“Silence Can Be Deafening” by Rev. Alan Johnson

SILENCE CAN BE DEAFENING
Alan Johnson


One night my teenage son left our apartment. I was a single dad at that time, and he was living with me. I knew that he was distraught. He was not himseIf. I talked with a psychiatrist who said I ought to take him to the hospital. However, my son did not come home until after midnight that evening, so I decided I had to find him. I walked through Grand Central Station, since I knew that he skateboarded there often, and looked in at his haunts on the east side of midtown in Manhattan. I had no idea where he was.  

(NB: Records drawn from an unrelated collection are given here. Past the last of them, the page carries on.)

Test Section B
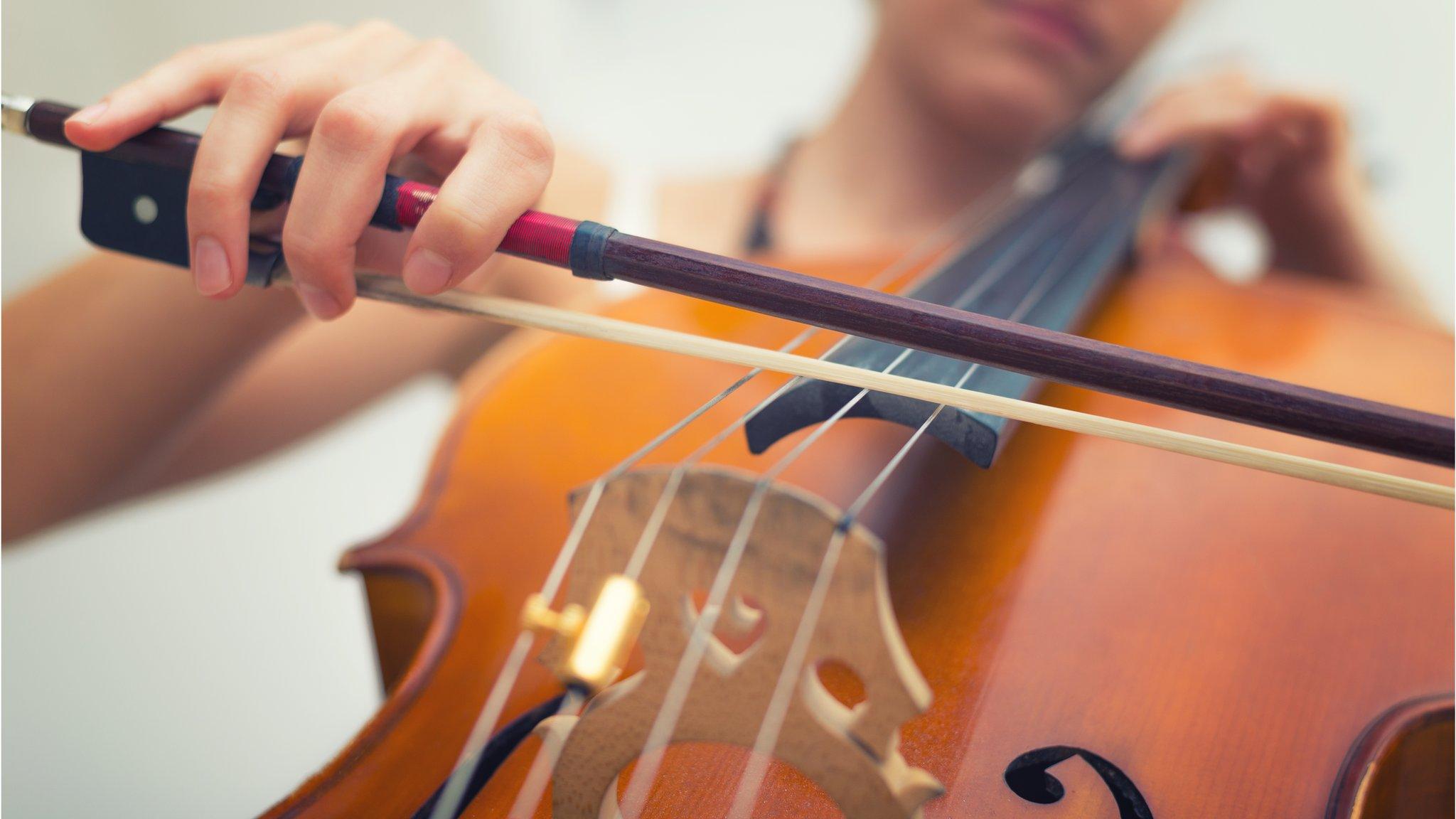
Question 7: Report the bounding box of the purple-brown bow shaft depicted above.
[9,95,1456,466]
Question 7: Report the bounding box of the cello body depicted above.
[268,250,1453,819]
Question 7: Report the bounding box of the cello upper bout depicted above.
[1325,694,1456,819]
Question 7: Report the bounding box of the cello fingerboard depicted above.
[744,137,1171,468]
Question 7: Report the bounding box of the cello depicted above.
[3,92,1452,816]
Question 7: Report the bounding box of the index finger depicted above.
[65,23,339,150]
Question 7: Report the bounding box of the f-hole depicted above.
[1006,744,1153,819]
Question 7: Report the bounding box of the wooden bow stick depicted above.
[321,274,1456,508]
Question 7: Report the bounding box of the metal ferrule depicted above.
[0,93,35,134]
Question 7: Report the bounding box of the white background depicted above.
[0,0,1453,818]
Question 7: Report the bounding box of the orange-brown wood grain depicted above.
[269,252,1453,818]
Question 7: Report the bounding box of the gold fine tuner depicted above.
[521,574,648,694]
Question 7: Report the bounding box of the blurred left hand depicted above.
[1118,71,1401,283]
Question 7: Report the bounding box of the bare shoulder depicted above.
[658,172,763,254]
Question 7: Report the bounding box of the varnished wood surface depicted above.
[269,252,1453,818]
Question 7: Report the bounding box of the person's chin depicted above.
[952,58,1079,151]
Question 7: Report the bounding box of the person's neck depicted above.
[775,41,1027,252]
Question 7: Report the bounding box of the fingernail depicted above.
[67,102,111,125]
[299,282,342,321]
[192,236,233,296]
[405,247,450,293]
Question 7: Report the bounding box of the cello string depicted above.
[510,150,1092,818]
[609,176,1110,816]
[728,173,1127,819]
[431,146,1082,819]
[623,151,1112,579]
[429,220,958,819]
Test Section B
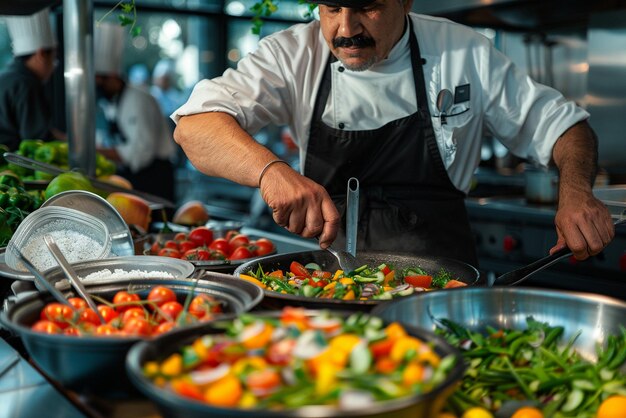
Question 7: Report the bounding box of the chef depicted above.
[94,23,176,200]
[0,9,64,151]
[172,0,614,265]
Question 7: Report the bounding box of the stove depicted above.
[466,196,626,300]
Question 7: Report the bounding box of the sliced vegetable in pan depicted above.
[240,261,466,300]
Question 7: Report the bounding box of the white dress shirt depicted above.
[172,13,589,192]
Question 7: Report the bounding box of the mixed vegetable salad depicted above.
[436,317,626,418]
[143,307,458,409]
[240,261,466,300]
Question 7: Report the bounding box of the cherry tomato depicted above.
[146,286,176,306]
[254,238,275,255]
[174,232,187,242]
[228,234,250,252]
[78,308,100,325]
[182,248,211,260]
[40,302,75,329]
[67,298,88,311]
[122,306,146,324]
[209,238,231,256]
[163,239,178,250]
[95,324,120,336]
[189,293,222,319]
[152,321,176,335]
[178,240,198,254]
[113,290,140,313]
[289,261,311,277]
[157,248,180,258]
[122,318,152,336]
[228,247,253,260]
[159,302,183,322]
[98,305,119,324]
[188,226,213,246]
[31,319,63,334]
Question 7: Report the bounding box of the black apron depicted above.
[304,21,478,266]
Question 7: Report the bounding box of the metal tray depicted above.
[41,190,135,257]
[0,248,195,282]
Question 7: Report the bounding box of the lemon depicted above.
[461,406,493,418]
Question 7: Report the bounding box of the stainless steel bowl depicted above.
[372,287,626,361]
[126,310,465,418]
[0,273,262,397]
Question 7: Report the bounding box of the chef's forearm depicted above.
[552,122,598,199]
[174,112,278,187]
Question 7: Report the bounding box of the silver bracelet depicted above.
[259,159,289,188]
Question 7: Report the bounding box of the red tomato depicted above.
[228,234,250,252]
[157,248,180,258]
[178,240,197,254]
[188,226,213,246]
[163,239,178,250]
[122,306,147,324]
[146,286,176,306]
[30,320,63,334]
[152,321,176,335]
[113,290,140,312]
[404,274,433,289]
[289,261,311,277]
[95,324,120,336]
[78,308,100,325]
[444,280,467,289]
[174,232,187,242]
[254,238,275,255]
[209,238,231,255]
[39,302,75,329]
[228,247,253,260]
[98,305,119,324]
[189,293,222,319]
[122,318,152,336]
[224,229,239,242]
[182,248,211,260]
[246,369,282,395]
[159,302,183,322]
[267,339,296,365]
[67,298,87,311]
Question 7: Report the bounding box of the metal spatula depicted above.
[492,218,626,286]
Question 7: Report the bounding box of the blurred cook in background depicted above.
[0,9,64,151]
[94,23,177,200]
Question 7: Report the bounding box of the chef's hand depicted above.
[550,192,615,260]
[259,164,341,249]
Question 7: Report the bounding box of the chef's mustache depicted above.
[333,35,375,48]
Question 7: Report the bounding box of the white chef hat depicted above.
[93,23,126,76]
[4,8,57,57]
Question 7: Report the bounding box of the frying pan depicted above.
[233,250,486,311]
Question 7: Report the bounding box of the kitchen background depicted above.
[0,0,626,298]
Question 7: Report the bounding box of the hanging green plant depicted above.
[250,0,317,35]
[97,0,141,38]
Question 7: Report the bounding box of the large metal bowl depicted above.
[126,310,466,418]
[233,250,482,311]
[372,287,626,361]
[0,273,263,397]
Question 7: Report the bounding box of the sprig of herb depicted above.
[97,0,141,38]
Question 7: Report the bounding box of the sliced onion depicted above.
[189,363,230,385]
[339,390,374,409]
[293,331,328,360]
[238,321,265,342]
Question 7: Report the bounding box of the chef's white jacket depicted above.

I called the police and asked if they might have picked up a young man who was showing signs of mania.  They indicated I would probably find him in jail, in a strait jacket, or a locked ward, or in a body bag. It was 3am, and I was exhausted and felt hopeless, so I called Annie. She was a family friend in Ohio who I knew would pray for him right there and then. She said, “OK, I am praying, now you go to sleep.” 

“But” I protested, “Even if he comes home, I have called the hospital, there is no bed available.”

“Don’t worry,” Annie said, “Go to sleep. I am praying.” Well, my son came home at 6am. He was spent, disoriented and disconnected. We got into a taxi and I told the driver to take us to the hospital. A bed had just become available. That was the first of over 25 admissions into locked psych wards in hospitals over the past 36 years.  

Over these 36 years, it has been my passion and commitment to break the silence that surrounds mental illness. In my conversations with others I have found that each person who has had an experience with a loved one, an extended family member, a colleague, a student, or a neighbor who has a mental health challenge, can tell their own story. Each experience is unique, and yet all the  experiences have some similarities. Most of us don’t know what is going on when we see signs and symptoms of mental illness in these persons. Most of us don’t know how to react or how to provide support or guidance. And if that person is yourself, there is usually confusion about what is happening, what to do, who to trust, and who you can really talk to without being judged as weak or “out of it.” 

What has been essential to me is to realize and trust that there is a life force which can be a guide to a path forward. The worst path is the path of silence. Not speaking about it with anyone builds walls of isolation and adds weight to the burden of not knowing what to do. When I reached out to Annie, she was a lifeline for me. She herself was physically limited, moving in a wheelchair, having been born with severe spina bifida. She was a person who was wounded in her body and was a healer in her soul. She could do something. She could pray. She knew the feeling of powerlessness. She knew the reality of spiritual presence.

These days, a very, very long time from when I reached out to Annie, I have come to know the power of being vulnerable and to reach out when life’s challenges can put me over the top. Silence was not golden in those times. Hope can be strengthened when the deafening echo of silence is overcome by speaking from the depth of need. I can attest to the realm of the Spirit, to what is sacred, to that which can sustain and can hold me when feeling broken. Breaking the silence can be healing.  

Alan Johnson is a mental health advocate. He is a co-founder of the Interfaith Network on Mental Illness (www.inmi.us) He is a retired United Church of Christ clergy who was a chaplain at The Children’s Hospital, Denver.